Monday, January 24, 2011

USCL Game of the Year Judging Analysis

I performed some statistics on the judging in United States Chess League's 2010 Game of the Year contest.

There were five judges: Hess, Gustafsson, Johannesson, Melekhina, Young. I will refer to them by the first letter of their last name.

Several analyses were completed.

What are the games for which the judges agreed most and disagreed most?

This can be calculated by looking at the standard deviations of the scores on each game.

The most agreed upon games were:
  1. #20, Sammour-Hasbun vs. Kaplan (sd = 2.51)
  2. #2, Sammour-Hasbun vs. Kacheishvili (sd = 2.61)
  3. #4, Rosen-Guo (sd = 2.97)
The most disagreed upon games were:
  1. #13 Schroer vs. Kacheishvili (sd = 7.99)
  2. #19 Galofre vs. Milat (sd = 7.80)
  3. #12 Friedel vs. Akobian (sd = 7.36)
Which judges were most different?

I calculated which of the judges were "most different" than the combined wisdom of all the judges together. The judges that were the most different could be considered outliers.

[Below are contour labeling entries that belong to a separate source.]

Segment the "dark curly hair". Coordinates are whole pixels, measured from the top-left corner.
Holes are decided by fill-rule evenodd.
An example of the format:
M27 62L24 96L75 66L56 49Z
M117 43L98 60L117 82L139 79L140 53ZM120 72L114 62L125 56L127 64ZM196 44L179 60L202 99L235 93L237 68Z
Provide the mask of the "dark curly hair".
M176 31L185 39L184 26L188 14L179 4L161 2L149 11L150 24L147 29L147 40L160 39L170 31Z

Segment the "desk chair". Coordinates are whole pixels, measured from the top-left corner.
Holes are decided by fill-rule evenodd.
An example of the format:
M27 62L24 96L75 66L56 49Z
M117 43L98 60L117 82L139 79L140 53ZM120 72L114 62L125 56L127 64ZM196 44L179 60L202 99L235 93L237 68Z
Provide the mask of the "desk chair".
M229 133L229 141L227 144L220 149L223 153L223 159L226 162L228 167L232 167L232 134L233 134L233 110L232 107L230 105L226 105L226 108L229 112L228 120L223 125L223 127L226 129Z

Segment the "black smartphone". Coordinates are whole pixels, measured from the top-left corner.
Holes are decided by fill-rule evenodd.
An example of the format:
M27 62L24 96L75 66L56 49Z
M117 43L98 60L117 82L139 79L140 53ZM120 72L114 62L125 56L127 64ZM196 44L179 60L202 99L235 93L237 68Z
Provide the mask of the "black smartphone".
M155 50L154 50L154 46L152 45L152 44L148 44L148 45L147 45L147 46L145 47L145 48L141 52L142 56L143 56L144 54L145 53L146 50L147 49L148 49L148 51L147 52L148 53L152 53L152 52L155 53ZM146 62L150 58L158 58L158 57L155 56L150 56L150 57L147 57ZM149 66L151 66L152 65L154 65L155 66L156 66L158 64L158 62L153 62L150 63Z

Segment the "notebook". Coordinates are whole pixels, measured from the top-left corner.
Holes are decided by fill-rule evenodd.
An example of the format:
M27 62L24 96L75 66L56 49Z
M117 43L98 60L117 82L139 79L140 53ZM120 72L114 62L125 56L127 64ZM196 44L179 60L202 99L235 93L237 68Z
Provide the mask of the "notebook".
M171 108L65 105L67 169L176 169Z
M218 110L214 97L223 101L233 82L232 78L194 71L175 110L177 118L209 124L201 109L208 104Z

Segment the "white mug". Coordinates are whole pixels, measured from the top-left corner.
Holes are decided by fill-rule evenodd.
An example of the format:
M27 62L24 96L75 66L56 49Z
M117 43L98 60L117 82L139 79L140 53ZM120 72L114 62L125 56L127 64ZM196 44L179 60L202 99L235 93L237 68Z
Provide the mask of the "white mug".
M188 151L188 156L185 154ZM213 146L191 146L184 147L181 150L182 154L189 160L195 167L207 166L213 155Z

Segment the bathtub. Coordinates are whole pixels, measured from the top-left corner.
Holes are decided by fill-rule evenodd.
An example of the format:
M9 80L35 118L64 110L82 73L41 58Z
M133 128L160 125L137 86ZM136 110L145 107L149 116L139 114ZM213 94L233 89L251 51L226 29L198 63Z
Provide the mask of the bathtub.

There are several ways to do this. I will demonstrate two approaches.

FINDING THE OUTLIER JUDGES

First, I compared the score a judge gave to the average of all the judges, but tempering that by the amount of disagreement of all the judges. For instance Judge Y gave 2 points (19th place) to Schroer-Kacheishvili, while the average number of points was 9.2, and the standard deviation (the amount of disagreement) was 7.99. Therefore, For that game, Judge Y would receive the absolute value of (2 - 9.2)/7.99 or 0.80 "difference points". For each of the twenty games, add up the difference points. The more the difference points, the more different the judge was from the other judges.

The total number of difference points were...
Judge Y: 17.49
Judge J: 11.09
Judge M: 19.40
Judge G: 12.80
Judge H: 16.96

Therefore, Judge Y and Judge M were the most different from the other judges.

Then, we could discard the scores of these two judges, and rescore the contest.

See below for how the results would have changed.


COMPUTE THE MIDDLE SCORES FOR EACH GAME

Another way of rescoring the contest is to do it on a "per game" basis, as opposed to throwing judges as a whole. Instead, discard the high and low scores given to each game, and create a new total.

For example, Golfre-Milat received scores of 1, 1, 1, 5, and 19. If we were to use this method, we would throw out one of the 1s and the 19, and the game would received a revised score of 7.

. . .

The table below shows the original place for each game, as well as the place it would have come it if you used the "Three Judges Only" method, or the "No Hi-Lo" method. Ties were not broken for these alternate methods.

GAME Original Three Judges No Hi-Lo
Sammour-Hasbun vs Kaplan 20 19 19
Galofre vs Milat 19 20 20
Gurevich vs Barcenilla 18 18 18
Akobian vs Friedel 17 T13-14 17
Rosenthal vs Thompson 16 T15-17 15
Krasik vs Balasubramanian 15 T13-14 16
Hungaski vs Schroer 14 T15-17 13
Schroer vs Kacheishvili 13 T15-17 14
Friedel vs Akobian 12 T11-12 12
Shulman - Felecan 11 T11-12 11
Rensch - Abrahamyan 10 T4-5 T7-10
Shankland vs Becerra 9 8 T7-10
Stripunsky vs Erenburg 8 10 T7-10
Christiansen vs Kraai 7 T6-7 T7-10
Schroer vs Christiansen 6 T4-5 4
Kacheishvili vs Shankland 5 9 T5-6
Rosen vs Guo 4 T6-7 T5-6
Shulman vs Khachiyan 3 2 2
Sammour-Hasbun vs Kacheishvili 2 3 3
Akobian vs Shulman 1 1 1


Readers are invited to make their own conclusions.